Privacidade


Sobre a LGPD

Em vigor desde setembro de 2020, a Lei Geral de Proteção de Dados (LGPD – Lei nº 13.709/18) dispõe sobre o tratamento de dados pessoais, nos meios físicos e digitais. O objetivo é proteger os direitos fundamentais de liberdade, de intimidade e de privacidade, empoderando titulares das informações com ferramentas para aumentar a transparência por parte do controlador.

O artigo 18 da LGPD determina que o titular dos dados pessoais tem uma série de direitos sobre as informações recolhidas e tratadas. Por isso, ele pode realizar requisições sobre as seguintes questões:

  • Confirmação da existência de tratamento;

  • Acesso aos dados;

  • Correção de dados incompletos, inexatos ou desatualizados;

  • Anonimização, bloqueio ou eliminação de dados desnecessários, excessivos ou tratados em desconformidade com a LGPD;

  • Portabilidade dos dados a outro fornecedor de serviço ou produto, mediante requisição expressa, de acordo com a regulamentação da autoridade nacional, observados os segredos comercial e industrial;

  • Eliminação dos dados pessoais tratados com o consentimento do titular, exceto nas hipóteses previstas no art. 16 da LGPD;

  • Informação das entidades públicas e privadas com as quais o controlador realizou uso compartilhado de dados;

  • Informação sobre a possibilidade de não fornecer consentimento e sobre as consequências da negativa;

  • Revogação do consentimento, nos termos do § 5º do art. 8º da LGPD.

Para os Registros de Imóveis que utilizam a ferramenta do Registro de Imóveis do Brasil, essa requisição pode ser realizada pelo formulário acima.
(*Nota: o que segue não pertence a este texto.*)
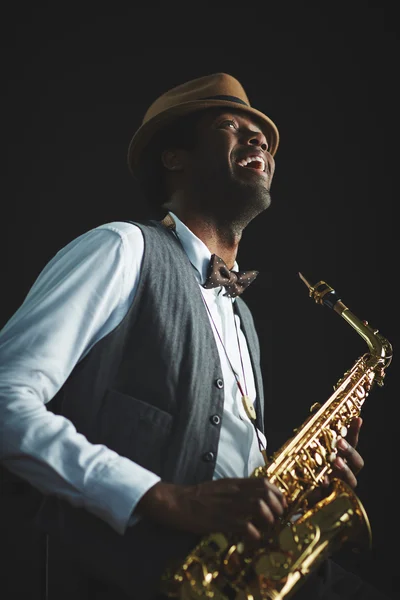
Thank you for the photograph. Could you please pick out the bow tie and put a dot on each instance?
(235, 282)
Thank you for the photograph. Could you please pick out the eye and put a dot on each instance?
(231, 123)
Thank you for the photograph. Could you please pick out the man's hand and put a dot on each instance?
(243, 506)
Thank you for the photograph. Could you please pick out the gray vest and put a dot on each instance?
(151, 391)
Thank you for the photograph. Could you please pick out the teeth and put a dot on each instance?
(249, 159)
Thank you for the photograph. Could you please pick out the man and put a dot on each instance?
(150, 368)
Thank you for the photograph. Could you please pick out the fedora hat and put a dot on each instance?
(218, 89)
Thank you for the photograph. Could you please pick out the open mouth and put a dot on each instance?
(253, 162)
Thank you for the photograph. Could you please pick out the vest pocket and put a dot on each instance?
(135, 429)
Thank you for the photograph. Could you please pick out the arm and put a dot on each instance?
(81, 295)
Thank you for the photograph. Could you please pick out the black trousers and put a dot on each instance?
(329, 582)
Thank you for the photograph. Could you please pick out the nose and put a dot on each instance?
(257, 138)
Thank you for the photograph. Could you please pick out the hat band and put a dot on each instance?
(228, 98)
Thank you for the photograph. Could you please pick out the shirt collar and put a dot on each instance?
(196, 250)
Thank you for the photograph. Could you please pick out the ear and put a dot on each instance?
(172, 160)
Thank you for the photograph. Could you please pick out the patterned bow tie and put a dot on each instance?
(235, 282)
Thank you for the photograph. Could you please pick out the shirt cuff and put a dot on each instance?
(115, 490)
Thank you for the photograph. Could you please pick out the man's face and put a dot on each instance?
(230, 164)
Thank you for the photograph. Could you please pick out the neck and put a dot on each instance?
(220, 238)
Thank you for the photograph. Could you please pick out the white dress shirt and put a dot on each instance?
(81, 295)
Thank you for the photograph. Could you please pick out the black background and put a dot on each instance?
(75, 90)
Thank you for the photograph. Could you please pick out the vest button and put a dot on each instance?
(208, 456)
(215, 419)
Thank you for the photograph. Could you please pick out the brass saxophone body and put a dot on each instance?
(222, 567)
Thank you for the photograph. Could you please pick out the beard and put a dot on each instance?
(238, 203)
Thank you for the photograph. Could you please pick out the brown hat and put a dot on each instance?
(210, 91)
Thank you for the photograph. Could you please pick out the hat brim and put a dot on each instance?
(145, 133)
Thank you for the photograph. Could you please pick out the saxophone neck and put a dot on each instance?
(379, 347)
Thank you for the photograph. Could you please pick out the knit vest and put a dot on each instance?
(150, 390)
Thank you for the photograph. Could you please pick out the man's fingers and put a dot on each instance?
(353, 458)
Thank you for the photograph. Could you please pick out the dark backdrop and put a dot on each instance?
(74, 92)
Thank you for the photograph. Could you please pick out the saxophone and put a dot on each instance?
(222, 567)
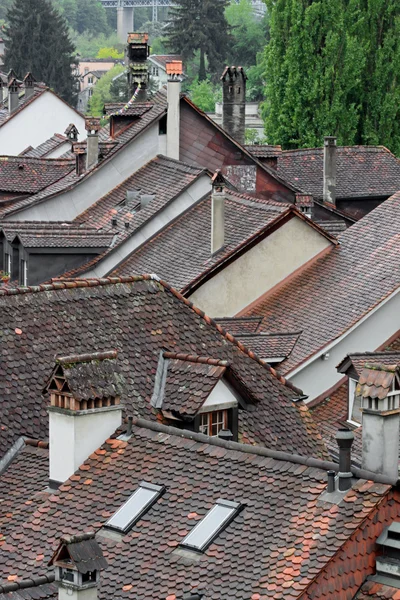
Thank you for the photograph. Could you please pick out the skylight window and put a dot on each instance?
(213, 523)
(134, 508)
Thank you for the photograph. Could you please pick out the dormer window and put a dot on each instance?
(134, 508)
(211, 423)
(211, 526)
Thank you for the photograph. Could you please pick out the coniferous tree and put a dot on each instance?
(37, 40)
(200, 25)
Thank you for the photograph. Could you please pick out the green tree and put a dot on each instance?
(103, 93)
(200, 25)
(249, 34)
(37, 40)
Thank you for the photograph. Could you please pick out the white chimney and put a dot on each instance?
(329, 174)
(217, 212)
(378, 388)
(174, 72)
(92, 126)
(84, 411)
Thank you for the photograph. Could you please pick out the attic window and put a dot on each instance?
(211, 526)
(134, 508)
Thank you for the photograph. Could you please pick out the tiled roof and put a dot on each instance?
(30, 175)
(163, 254)
(284, 543)
(48, 146)
(270, 345)
(139, 317)
(377, 591)
(72, 179)
(39, 234)
(264, 150)
(362, 171)
(355, 275)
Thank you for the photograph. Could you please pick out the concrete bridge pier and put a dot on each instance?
(124, 23)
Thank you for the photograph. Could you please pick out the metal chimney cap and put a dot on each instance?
(344, 437)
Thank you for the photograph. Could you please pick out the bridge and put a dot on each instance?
(125, 12)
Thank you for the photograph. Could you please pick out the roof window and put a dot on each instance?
(134, 508)
(213, 523)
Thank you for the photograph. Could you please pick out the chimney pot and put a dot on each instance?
(344, 438)
(329, 170)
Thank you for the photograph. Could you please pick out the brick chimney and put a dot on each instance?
(92, 126)
(174, 73)
(84, 409)
(29, 85)
(379, 389)
(329, 174)
(217, 212)
(136, 55)
(234, 102)
(77, 562)
(13, 96)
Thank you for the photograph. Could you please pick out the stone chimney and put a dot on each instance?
(137, 53)
(174, 73)
(379, 389)
(29, 85)
(217, 212)
(234, 102)
(13, 96)
(78, 561)
(92, 126)
(84, 409)
(329, 183)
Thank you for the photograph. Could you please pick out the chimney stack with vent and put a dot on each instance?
(92, 126)
(379, 389)
(217, 212)
(84, 409)
(13, 96)
(174, 72)
(29, 85)
(78, 561)
(234, 102)
(137, 52)
(329, 175)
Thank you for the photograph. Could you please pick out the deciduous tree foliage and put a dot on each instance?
(37, 40)
(332, 68)
(200, 25)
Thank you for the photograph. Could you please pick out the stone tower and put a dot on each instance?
(234, 102)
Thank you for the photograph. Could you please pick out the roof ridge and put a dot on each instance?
(81, 283)
(311, 462)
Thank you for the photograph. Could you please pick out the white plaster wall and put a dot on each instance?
(68, 205)
(197, 190)
(35, 124)
(73, 438)
(318, 376)
(259, 269)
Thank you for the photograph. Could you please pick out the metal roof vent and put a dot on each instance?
(388, 564)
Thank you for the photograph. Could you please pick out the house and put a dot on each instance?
(360, 177)
(156, 333)
(158, 68)
(156, 511)
(31, 113)
(343, 300)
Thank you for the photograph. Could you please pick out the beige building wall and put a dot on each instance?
(259, 269)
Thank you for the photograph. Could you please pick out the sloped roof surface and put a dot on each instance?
(361, 171)
(163, 254)
(47, 147)
(279, 544)
(30, 175)
(138, 317)
(356, 275)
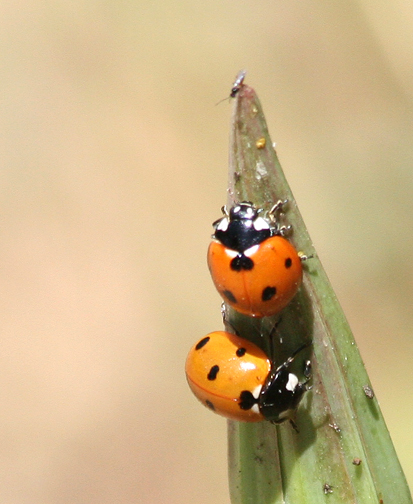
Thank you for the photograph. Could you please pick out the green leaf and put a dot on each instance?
(343, 452)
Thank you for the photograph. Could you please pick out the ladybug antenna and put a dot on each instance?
(236, 86)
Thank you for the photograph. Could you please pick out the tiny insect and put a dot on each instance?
(239, 79)
(236, 86)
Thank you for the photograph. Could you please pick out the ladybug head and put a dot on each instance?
(244, 211)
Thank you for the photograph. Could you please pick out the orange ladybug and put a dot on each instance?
(254, 268)
(234, 378)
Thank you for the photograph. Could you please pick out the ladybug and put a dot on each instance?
(254, 268)
(234, 378)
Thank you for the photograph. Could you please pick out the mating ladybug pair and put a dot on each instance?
(257, 272)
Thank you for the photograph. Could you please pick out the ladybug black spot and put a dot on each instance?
(241, 262)
(213, 373)
(268, 293)
(202, 343)
(246, 400)
(230, 296)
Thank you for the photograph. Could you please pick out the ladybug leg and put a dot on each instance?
(304, 257)
(227, 324)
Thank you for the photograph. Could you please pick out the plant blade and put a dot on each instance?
(343, 451)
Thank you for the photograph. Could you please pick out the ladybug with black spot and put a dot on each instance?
(234, 378)
(254, 268)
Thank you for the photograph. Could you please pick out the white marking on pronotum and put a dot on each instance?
(251, 251)
(256, 393)
(247, 366)
(260, 224)
(292, 382)
(231, 253)
(223, 224)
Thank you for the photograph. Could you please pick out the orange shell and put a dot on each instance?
(236, 374)
(245, 290)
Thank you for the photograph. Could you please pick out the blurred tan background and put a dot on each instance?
(113, 167)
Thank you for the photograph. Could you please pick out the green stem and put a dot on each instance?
(338, 422)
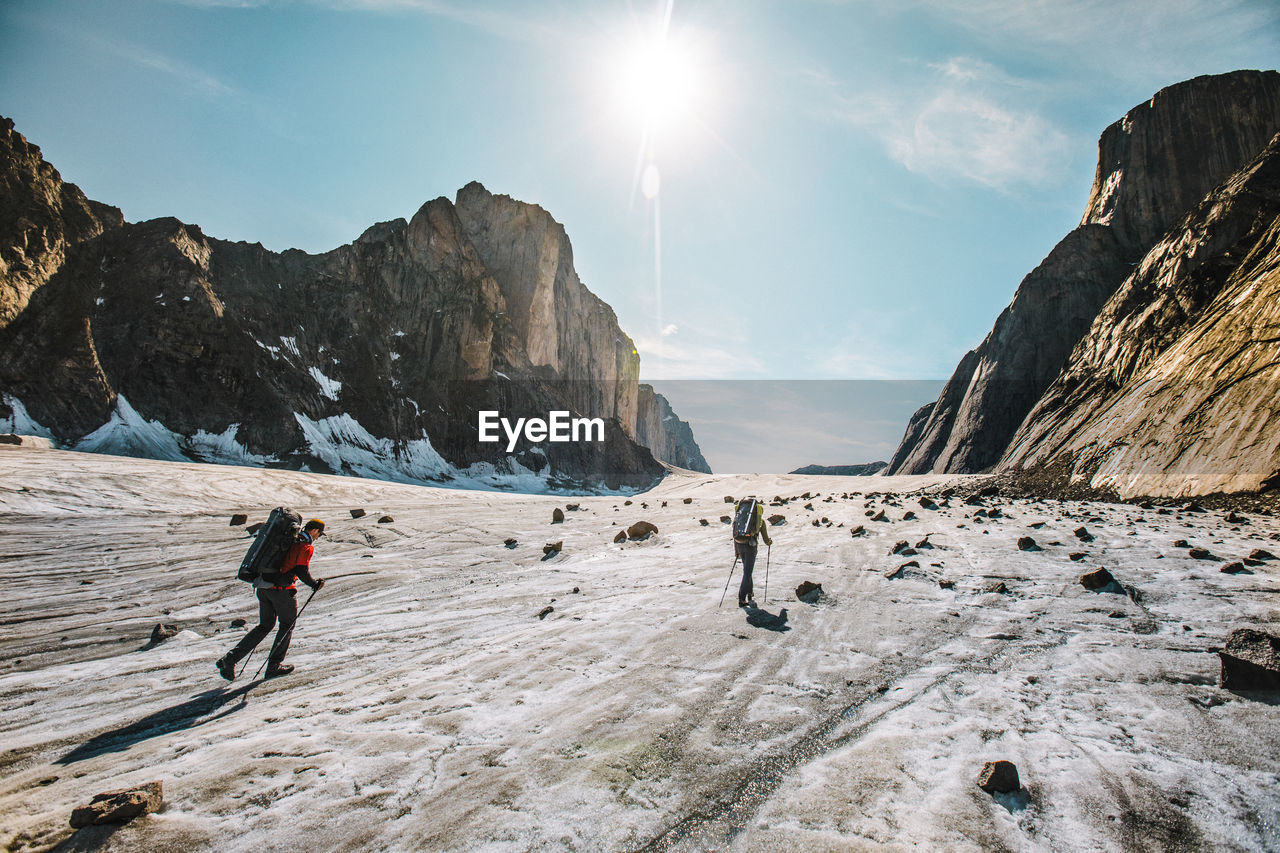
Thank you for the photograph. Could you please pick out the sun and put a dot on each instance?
(659, 83)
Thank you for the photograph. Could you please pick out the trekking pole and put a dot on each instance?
(291, 632)
(730, 578)
(767, 555)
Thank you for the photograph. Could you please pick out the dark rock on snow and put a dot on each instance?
(1097, 579)
(1251, 661)
(119, 806)
(641, 530)
(999, 778)
(809, 592)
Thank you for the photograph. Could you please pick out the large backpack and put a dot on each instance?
(745, 520)
(272, 544)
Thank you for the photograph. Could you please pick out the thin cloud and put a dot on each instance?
(511, 23)
(967, 119)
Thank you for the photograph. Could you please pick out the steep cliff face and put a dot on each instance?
(1153, 167)
(1176, 386)
(40, 218)
(670, 438)
(373, 359)
(563, 325)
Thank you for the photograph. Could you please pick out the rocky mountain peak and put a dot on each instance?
(1160, 159)
(1155, 165)
(373, 359)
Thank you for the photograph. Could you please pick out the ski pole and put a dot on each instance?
(289, 634)
(730, 578)
(767, 555)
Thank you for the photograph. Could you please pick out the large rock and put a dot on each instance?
(373, 359)
(1155, 165)
(1251, 661)
(119, 806)
(999, 778)
(1187, 351)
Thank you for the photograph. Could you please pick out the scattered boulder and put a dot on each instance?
(809, 592)
(1251, 661)
(999, 778)
(641, 530)
(896, 574)
(119, 806)
(1097, 579)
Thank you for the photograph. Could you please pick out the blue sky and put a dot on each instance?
(849, 190)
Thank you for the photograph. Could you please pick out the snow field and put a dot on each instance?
(432, 708)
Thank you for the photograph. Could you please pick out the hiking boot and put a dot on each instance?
(227, 667)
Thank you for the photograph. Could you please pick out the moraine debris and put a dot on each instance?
(999, 778)
(119, 806)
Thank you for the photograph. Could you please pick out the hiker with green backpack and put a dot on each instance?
(748, 524)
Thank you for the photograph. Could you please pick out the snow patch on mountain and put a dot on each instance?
(22, 423)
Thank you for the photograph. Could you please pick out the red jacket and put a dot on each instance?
(297, 564)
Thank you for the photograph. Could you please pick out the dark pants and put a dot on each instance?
(746, 552)
(272, 605)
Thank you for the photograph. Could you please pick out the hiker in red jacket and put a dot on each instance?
(277, 601)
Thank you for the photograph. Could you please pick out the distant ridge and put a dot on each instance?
(374, 359)
(1141, 356)
(844, 470)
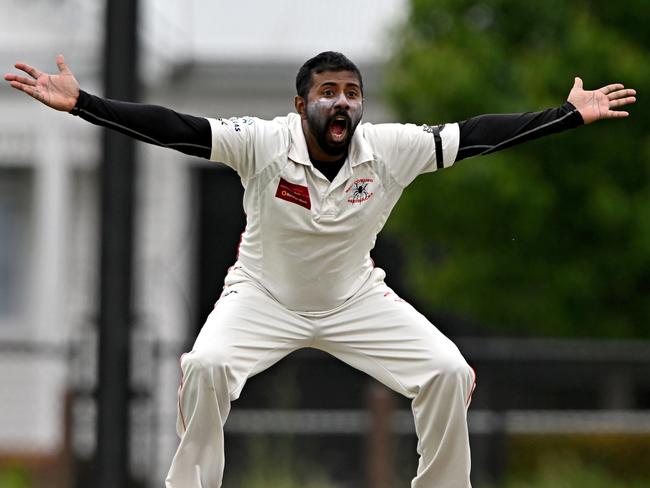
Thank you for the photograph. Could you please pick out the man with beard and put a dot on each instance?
(319, 187)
Mas é preciso ficar atento a alguns pontos importantes, pois a atividade registral imobiliária possui algumas particularidades que afetam esses direitos – principalmente os relativos à exclusão e retificação. 

O Capítulo IV da LGPD explica como deve ser feito o tratamento de dados pessoais pelo poder público, com o objetivo de atender à finalidade determinada, executar as competências legais e cumprir as atribuições legais do serviço. Como o Registro de Imóveis é regido pelo princípio da publicidade, a lei determina que as informações devem ser fornecidas para qualquer cidadão que as solicitar, o que implica que alguns dados não podem ser excluídos, anonimizados ou retificados sem o devido processo legal.

Caso seja impossível atender a uma solicitação feita pelo titular dos dados pessoais, o Registro de Imóveis informará quais dispositivos legais impedem a concretização do pedido. Todas essas questões são informadas em detalhes no momento da conclusão do pedido feito pelo formulário acima.

 

SOLICITAÇÃO DE ACESSO A DADOS PESSOAIS:

Dados do Registro Público de Imóveis sujeitam-se às disposições da legislação registral aplicável, que vinculam o direito de acesso ao conteúdo dos atos de registro constantes no fólio real, na forma de certidão ou informações, ao pagamento dos emolumentos devidos, nos termos do Art. 14 da Lei nº 6.015/73 (Lei de Registros Públicos) e Art. 30, incisos VIII e X da Lei nº 8.935/94 (Lei dos Notários e Registradores).

SOLICITAÇÃO DE CORREÇÃO DE DADOS PESSOAIS:

Dados do Registro Público de Imóveis sujeitam-se às disposições da legislação registral aplicável, que estabelece procedimento específico para a retificação do registro, averbação ou anotação nos moldes previstos no Art. 213 da Lei nº 6.015/73 (Lei de Registros Públicos).

SOLICITAÇÃO DE ELIMINAÇÃO DE DADOS PESSOAIS:

Dados do Registro Público de Imóveis não poderão ser eliminados do fólio real, por constituírem dados tornados manifestamente públicos pelo titular, considerando a própria publicidade que se espera dos serviços notariais e registrais para a constituição de direitos, aos quais se dispensa a coleta de consentimento (Art. 7º, §4º da Lei Geral de Proteção de Dados Pessoais c/c Art. 1º da Lei de Registros Públicos).